Full financial details were not disclosed, but Merck - which gets an exclusive worldwide license to any products that come out of the deal - has agreed to pay annual license fees, along with the up-front payment and development milestones, plus royalties.

In February 2003, Sunesis and Merck signed a deal to find oral therapeutics for Alzheimer's disease. (See BioWorld Today, Feb. 20, 2003.)

"One distinction is that we have a large research team working on base on the Alzheimer's [program]," Swisher said, whereas work at Sunesis in the antivirals program will be minimal.

"That was very deliberate on our part," he said. "We've got a very powerful discovery engine that cuts across all therapeutic areas," and the company has "had to pick very selectively which areas we would pursue on our own."

An area of primary focus in-house is oncology, Swisher said.

"We have a cytotoxic cell-cycle modulator that's in Phase I development, SNS-595," he said, and two cancer kinase programs are at the preclinical stage. "We're looking toward 2006 to get at least one of those in the clinic," he added.

Fragment-based research is becoming more active, Swisher said, since it represents an "opportunity to find novel starting points on targets of high value that have been challenging to traditional drug discovery.
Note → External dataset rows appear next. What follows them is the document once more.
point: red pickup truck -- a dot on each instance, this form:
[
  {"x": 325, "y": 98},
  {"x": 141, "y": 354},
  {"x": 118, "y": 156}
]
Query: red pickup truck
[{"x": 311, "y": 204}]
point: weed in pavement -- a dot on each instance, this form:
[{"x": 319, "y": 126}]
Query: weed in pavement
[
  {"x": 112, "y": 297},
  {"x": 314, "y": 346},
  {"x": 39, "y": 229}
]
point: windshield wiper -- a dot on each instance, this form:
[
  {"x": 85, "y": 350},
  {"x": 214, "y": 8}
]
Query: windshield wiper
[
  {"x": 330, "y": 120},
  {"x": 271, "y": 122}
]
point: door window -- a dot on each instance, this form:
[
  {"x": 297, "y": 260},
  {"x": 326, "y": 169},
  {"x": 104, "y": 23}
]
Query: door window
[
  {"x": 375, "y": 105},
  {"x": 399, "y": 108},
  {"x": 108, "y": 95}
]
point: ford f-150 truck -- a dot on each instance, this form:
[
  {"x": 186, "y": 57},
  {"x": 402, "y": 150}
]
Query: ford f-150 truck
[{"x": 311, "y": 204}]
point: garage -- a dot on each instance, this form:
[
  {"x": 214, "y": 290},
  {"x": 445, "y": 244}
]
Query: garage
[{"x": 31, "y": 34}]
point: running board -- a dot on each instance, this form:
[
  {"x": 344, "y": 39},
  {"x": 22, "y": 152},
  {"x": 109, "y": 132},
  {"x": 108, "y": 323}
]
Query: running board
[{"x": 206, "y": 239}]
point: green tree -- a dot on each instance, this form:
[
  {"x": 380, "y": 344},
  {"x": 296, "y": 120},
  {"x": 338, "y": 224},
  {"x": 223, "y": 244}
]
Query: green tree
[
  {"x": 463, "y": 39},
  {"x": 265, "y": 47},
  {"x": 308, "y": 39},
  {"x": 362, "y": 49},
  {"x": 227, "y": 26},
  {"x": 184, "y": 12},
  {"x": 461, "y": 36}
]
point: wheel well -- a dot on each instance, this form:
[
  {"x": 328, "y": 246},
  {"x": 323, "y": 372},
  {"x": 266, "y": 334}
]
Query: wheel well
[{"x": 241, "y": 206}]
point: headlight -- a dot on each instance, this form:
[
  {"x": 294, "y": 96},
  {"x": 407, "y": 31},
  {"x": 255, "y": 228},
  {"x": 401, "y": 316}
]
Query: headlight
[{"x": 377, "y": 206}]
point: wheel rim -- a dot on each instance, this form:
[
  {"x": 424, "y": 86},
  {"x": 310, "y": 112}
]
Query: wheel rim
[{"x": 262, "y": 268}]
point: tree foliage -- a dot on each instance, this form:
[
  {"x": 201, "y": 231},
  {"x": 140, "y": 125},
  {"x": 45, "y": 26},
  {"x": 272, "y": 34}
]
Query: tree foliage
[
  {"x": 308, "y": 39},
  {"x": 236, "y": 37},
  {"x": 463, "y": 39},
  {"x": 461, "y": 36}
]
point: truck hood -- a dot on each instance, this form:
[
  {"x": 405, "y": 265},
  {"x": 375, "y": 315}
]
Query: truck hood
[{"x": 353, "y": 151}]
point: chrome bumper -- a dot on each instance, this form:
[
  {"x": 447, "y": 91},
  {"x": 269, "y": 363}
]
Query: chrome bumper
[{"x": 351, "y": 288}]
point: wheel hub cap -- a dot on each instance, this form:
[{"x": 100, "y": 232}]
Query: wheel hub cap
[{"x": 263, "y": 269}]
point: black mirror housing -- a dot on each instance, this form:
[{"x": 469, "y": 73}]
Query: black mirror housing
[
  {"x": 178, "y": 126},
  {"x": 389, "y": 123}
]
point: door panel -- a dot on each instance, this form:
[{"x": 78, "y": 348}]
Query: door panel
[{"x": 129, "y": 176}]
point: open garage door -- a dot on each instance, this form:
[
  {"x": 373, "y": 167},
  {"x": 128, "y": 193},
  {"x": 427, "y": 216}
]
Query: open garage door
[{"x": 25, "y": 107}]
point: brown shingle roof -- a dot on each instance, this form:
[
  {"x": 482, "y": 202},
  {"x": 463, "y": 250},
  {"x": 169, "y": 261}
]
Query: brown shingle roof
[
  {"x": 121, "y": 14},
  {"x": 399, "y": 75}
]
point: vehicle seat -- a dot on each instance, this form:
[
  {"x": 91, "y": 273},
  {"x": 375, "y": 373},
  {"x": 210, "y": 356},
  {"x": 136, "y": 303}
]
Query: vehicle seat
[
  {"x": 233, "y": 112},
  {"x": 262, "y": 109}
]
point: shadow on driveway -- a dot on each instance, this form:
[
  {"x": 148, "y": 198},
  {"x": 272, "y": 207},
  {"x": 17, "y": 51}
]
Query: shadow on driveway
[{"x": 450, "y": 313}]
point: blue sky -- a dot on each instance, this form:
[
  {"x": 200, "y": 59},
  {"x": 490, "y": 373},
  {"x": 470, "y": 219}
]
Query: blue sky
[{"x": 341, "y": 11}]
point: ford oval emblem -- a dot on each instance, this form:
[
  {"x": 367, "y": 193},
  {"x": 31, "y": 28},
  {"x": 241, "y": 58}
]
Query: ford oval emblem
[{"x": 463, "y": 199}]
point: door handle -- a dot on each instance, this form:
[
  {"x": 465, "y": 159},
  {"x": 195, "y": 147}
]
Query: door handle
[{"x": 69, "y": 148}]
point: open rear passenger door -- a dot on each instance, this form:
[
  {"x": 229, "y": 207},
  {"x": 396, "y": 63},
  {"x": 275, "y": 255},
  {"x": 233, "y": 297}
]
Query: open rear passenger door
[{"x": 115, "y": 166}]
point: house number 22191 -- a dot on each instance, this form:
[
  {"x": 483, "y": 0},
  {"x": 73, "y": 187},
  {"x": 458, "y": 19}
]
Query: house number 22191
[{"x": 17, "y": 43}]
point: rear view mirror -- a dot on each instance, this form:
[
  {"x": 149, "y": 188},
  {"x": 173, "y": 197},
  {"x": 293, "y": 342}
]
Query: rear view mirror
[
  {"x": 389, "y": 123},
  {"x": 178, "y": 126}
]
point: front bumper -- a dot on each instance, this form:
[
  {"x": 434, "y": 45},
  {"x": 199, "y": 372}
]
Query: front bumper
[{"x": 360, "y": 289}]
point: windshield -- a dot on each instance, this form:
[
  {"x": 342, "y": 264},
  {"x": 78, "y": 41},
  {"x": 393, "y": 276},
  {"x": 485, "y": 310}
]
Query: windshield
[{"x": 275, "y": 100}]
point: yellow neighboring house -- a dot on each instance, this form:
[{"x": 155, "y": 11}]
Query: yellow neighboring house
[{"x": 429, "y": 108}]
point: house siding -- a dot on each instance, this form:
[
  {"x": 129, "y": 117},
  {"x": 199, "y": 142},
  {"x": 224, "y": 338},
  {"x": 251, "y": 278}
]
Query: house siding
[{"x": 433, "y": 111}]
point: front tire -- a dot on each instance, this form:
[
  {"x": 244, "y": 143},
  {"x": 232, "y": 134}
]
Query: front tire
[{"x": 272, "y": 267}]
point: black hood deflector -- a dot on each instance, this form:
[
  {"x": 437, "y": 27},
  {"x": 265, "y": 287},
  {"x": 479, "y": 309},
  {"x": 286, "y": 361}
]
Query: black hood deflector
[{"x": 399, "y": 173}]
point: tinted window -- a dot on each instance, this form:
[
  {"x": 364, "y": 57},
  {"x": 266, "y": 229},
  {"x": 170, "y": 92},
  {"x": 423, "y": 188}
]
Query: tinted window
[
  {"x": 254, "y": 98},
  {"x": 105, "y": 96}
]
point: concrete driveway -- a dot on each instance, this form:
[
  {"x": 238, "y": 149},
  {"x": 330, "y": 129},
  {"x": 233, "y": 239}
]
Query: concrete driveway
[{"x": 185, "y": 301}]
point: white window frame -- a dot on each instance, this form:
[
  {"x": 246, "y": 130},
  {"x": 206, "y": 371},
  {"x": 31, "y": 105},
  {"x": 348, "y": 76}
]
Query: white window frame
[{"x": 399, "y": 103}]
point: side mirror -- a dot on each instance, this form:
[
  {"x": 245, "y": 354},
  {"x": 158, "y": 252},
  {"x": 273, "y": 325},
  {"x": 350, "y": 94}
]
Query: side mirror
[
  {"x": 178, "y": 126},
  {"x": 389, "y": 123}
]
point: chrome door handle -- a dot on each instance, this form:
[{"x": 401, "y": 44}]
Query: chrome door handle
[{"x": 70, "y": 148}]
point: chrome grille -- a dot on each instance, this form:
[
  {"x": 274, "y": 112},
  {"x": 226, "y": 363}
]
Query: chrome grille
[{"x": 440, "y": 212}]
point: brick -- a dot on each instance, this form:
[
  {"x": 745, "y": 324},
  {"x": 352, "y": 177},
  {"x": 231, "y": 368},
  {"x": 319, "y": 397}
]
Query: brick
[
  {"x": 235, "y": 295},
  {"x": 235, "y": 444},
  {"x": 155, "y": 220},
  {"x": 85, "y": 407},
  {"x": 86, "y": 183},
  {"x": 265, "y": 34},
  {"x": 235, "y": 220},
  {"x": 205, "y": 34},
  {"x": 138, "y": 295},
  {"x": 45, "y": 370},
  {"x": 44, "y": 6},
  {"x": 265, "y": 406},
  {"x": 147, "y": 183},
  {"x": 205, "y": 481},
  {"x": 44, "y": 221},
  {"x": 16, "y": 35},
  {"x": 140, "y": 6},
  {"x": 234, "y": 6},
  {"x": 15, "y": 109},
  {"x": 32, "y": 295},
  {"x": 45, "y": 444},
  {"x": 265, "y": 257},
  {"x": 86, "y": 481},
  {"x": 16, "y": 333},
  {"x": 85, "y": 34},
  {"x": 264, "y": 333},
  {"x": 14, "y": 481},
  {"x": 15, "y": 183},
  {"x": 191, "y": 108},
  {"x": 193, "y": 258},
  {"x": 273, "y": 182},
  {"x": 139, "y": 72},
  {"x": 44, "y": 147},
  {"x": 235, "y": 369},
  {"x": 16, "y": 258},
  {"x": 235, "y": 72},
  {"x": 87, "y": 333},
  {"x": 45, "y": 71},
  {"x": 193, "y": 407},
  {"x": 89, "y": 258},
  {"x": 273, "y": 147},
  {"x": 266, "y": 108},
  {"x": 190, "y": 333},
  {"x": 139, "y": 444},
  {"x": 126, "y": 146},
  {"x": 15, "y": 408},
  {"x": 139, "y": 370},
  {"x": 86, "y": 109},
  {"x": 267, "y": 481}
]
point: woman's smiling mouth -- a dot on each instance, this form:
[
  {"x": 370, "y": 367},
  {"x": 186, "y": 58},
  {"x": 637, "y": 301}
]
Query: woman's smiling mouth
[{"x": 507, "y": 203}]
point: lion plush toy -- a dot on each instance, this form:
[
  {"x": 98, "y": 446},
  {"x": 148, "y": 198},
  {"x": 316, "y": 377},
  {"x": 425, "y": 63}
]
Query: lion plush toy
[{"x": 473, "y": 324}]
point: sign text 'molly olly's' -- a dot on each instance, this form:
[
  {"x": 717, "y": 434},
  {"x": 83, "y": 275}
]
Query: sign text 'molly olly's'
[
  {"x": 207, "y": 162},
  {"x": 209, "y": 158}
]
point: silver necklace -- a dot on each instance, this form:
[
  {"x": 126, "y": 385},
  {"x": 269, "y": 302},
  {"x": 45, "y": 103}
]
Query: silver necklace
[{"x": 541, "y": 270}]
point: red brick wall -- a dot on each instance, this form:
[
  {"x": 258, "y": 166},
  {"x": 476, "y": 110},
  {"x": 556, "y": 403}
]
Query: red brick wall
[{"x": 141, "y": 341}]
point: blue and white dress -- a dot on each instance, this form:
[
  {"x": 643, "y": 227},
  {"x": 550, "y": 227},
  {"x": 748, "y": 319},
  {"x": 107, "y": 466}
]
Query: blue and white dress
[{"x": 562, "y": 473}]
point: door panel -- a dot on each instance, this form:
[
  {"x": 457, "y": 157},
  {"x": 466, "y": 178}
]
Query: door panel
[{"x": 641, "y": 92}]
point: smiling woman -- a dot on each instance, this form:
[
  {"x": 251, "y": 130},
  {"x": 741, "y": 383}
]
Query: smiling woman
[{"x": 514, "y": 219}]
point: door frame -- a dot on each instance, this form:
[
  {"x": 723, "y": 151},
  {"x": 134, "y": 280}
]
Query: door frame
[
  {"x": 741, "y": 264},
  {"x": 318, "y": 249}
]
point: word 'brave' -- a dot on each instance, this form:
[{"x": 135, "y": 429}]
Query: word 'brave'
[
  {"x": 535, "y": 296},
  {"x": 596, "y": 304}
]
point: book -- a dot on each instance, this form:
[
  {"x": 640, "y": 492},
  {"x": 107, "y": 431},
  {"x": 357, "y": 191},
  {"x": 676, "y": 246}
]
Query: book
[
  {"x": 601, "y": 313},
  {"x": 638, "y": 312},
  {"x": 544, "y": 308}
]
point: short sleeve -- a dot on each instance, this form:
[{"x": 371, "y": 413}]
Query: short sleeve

You can discover drugs in pieces and get novel toeholds on the target protein." With that approach, a drug fragment found to bind to the active site of a protein shows researchers where to start in developing a compound that might work.

Earlier this week, Locus Pharmaceuticals Inc. and Procter & Gamble Pharmaceuticals Inc. entered a diabetes research deal implementing the former's 40,000-member set of fragments. (See BioWorld Today, July 27, 2004.)

Sunesis also has deals with Biogen Idec Inc., of Cambridge, Mass., and Johnson & Johnson Pharmaceutical Research & Development, a unit of New Brunswick, N.J.-based J&J. Over the past three years, Sunesis has gained about $25 million through its partnerships with Merck, Biogen Idec and J&J, and the firm expects revenues to increase as each of those programs head toward the clinic.